Yes, that's right, more roads. Except there's a mathematical problem with more roads: Roads are inherently in support of a city expanding 2 dimensionally. As the city sprawls across a plane, roads go with it. Occasionally lifting up a level or going underground but essentially supporting a two dimensional schema.

The problem is as urban density grows, it tends to be three dimensional. Not only do people start living in closer quarts, they do this in high-rise blocks going upwards. The demand then becomes moving more people for shorter distances instead of moving fewer people across greater distances. i.e. the demands of an increasingly dense population centre is cubing (^3). Roads can only ever service it in squares (^2). No wonder roads with cars get congested.  

The congestion is so bad that there's a garden suburb on the edge of the sprawl where people can't get out of their driveways in the morning. The road is congested on the garden suburb local roads, all the way to the entry on to the M5. The M5 is now a lot wider going both directions but it still has the problem that the heavier traffic comes to a crawl, the closer it gets to Sydney. Again, it's just the maths of it - but the people who make the decision that roads should be built and expanded don't address the fact that all it does is it moves the congestion further out and closer in. 

Similarly, the government is under fire for not having built greater pubic transport infrastructure for all the high density dwellings going upon the inner city. It's all very nice to put the high density dwellings closer to the city centre but if it takes them 45minutes to get to work in the city, you haven't exactly helped things at all. 

The fact of the matter - and I keep bringing this up - is that the people who make these decisions are in the pockets of the general construction company lobby. So the general construction companies are happy to build the high density apartments, AND the roads that go out with the sprawl, but because they don't stand to make a dime on the railways, those crucial transport infrastructures don't get built. 

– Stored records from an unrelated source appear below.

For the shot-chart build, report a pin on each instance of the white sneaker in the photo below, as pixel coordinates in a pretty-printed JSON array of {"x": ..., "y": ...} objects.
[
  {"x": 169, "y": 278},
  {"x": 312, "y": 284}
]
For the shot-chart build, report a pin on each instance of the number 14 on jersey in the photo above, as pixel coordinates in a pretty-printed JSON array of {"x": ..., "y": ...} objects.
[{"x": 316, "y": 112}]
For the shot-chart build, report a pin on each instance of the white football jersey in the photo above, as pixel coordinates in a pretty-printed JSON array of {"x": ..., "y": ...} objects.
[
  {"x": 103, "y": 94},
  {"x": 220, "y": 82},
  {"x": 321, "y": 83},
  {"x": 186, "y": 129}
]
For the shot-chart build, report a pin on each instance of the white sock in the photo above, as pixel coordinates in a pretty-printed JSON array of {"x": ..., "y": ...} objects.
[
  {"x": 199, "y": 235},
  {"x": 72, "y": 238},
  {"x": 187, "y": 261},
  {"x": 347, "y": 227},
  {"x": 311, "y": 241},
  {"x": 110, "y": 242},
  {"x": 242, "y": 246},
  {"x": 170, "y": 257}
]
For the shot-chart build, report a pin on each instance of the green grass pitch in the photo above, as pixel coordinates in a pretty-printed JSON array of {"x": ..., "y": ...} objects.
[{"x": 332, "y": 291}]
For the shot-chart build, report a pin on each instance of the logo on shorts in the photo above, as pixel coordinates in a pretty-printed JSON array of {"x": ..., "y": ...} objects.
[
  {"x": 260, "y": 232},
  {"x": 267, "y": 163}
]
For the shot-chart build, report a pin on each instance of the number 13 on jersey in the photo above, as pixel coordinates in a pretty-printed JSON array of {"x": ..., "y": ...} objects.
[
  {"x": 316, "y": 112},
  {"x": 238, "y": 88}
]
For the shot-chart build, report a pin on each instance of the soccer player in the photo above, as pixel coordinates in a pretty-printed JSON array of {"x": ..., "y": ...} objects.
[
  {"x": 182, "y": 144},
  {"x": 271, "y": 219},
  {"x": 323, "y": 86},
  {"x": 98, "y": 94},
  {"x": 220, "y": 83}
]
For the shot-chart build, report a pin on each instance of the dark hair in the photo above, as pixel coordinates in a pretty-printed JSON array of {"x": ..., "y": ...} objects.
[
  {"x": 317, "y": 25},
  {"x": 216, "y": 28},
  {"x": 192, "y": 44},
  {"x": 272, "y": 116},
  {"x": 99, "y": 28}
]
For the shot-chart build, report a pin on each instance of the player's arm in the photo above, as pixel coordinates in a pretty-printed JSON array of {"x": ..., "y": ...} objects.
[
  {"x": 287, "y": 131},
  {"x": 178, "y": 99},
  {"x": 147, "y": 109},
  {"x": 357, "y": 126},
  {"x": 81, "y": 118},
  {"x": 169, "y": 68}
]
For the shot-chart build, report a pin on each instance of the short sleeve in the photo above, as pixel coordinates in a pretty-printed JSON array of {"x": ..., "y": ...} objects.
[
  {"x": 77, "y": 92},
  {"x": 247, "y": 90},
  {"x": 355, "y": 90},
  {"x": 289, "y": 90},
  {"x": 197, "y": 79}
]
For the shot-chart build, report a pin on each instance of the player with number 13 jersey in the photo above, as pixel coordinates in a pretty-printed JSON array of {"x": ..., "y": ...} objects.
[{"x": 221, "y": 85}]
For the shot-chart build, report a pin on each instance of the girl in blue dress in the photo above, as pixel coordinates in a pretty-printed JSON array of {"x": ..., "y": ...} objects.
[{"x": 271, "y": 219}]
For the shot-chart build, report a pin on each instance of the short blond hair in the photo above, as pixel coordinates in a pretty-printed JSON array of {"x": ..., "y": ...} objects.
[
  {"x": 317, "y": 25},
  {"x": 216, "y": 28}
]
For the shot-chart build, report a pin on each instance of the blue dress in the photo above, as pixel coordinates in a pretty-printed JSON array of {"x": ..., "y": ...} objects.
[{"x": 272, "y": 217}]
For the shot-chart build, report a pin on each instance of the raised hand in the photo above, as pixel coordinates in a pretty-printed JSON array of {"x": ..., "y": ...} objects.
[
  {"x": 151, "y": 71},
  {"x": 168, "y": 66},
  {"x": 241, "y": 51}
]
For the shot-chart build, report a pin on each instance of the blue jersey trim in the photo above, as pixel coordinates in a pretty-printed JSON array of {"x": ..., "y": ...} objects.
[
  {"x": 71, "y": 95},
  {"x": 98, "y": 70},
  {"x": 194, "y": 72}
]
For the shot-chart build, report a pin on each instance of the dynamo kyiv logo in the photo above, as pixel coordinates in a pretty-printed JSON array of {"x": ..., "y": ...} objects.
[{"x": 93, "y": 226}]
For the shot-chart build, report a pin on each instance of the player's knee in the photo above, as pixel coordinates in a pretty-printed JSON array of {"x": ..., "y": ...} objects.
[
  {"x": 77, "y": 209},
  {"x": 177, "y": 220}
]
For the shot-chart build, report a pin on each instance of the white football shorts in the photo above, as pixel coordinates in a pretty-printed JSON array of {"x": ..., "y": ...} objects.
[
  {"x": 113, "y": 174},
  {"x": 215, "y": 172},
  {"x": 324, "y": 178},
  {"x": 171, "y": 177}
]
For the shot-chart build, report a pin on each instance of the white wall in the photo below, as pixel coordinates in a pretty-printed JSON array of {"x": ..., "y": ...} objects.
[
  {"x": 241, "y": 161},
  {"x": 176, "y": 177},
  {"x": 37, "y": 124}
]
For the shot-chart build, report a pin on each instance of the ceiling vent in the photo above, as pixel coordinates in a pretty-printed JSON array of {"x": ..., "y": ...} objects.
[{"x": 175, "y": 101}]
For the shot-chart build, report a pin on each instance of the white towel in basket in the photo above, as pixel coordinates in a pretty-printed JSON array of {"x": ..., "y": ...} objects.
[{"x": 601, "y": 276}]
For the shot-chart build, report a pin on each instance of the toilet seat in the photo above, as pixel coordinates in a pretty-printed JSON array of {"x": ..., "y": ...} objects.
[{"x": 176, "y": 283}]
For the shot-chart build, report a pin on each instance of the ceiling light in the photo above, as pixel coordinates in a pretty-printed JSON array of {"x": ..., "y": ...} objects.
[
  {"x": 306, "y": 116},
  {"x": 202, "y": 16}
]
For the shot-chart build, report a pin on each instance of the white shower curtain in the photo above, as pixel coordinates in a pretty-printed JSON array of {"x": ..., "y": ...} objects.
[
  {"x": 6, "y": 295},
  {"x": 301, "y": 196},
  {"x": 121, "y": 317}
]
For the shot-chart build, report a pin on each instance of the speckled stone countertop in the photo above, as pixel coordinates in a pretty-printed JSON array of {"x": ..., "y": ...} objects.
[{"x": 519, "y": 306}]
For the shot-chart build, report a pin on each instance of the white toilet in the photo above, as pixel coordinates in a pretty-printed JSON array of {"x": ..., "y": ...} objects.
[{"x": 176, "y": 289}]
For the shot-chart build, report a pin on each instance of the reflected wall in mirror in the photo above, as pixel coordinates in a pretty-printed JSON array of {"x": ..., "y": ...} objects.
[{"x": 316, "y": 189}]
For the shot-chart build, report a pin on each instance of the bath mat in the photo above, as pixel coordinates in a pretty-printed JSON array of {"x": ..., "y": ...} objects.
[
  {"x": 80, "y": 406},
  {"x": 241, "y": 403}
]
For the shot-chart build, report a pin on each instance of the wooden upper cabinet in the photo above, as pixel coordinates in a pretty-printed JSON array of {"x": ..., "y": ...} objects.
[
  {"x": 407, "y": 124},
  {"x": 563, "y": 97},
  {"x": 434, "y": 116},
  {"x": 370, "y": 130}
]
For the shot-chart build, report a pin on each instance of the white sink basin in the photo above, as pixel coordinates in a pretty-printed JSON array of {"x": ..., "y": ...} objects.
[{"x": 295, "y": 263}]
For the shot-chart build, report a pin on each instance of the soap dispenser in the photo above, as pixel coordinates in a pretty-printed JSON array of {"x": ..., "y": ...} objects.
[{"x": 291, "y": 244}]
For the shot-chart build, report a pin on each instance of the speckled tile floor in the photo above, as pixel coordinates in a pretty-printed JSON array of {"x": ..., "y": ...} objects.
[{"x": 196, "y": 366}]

Worse still, the vast majority of these people live in suburbs where they can commute by car easily, so they don't see the problem as it really stands. And I won't name names because these people are trigger-happy with their defamation suits, but some of these people are people who ought to know better; but I guess business is what it is, and the public good doesn't come into it at all.  That's why they're giving us Wasteconnex without giving us a loser look as to what is in it. Some people are going to get very rich out of Wasteconnex, at the expense of the public purse, and nobody's exactly stopping them.

That's how we always end up with more tollways and not enough rail.